The regulator's intentions were flagged by ASIC Commissioner Peter Kell, who said the purpose of the consultation paper would be to "explore the costs rather than to seek to mandate a minimum balance" for SMSFs.

Addressing a CPA Australia SMSF conference, the ASIC commissioner outlined a number of concerns which had been identified as part of an SMSF taskforce exercise, including that investors were "not warned about the very real risk of not having access to a statutory compensation scheme in the event of theft or fraud".

"Going forward, this will be an area of focus for us," Kell said. "We expect to see advice providers warning investors about this risk."

He said that ASIC would, in the next few weeks, be releasing a report containing the taskforce findings and identifying a number of practical steps advice providers could take to improve the quality of SMSF advice they provide to investors.

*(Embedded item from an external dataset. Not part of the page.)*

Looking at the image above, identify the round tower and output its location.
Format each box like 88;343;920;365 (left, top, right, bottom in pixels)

"We think there are a number of things advice providers and investors need to consider and discuss before setting up an SMSF," he said.

Kell said these included:

  • the roles and responsibilities associated with being a trustee of an SMSF
  • the time, cost and resources required to run an SMSF
  • the risks associated with an SMSF structure (ie, not having access to a Government compensation scheme)
  • whether the investor has the necessary skills and expertise to make the investment decisions for the SMSF, and
  • the importance of asset diversification.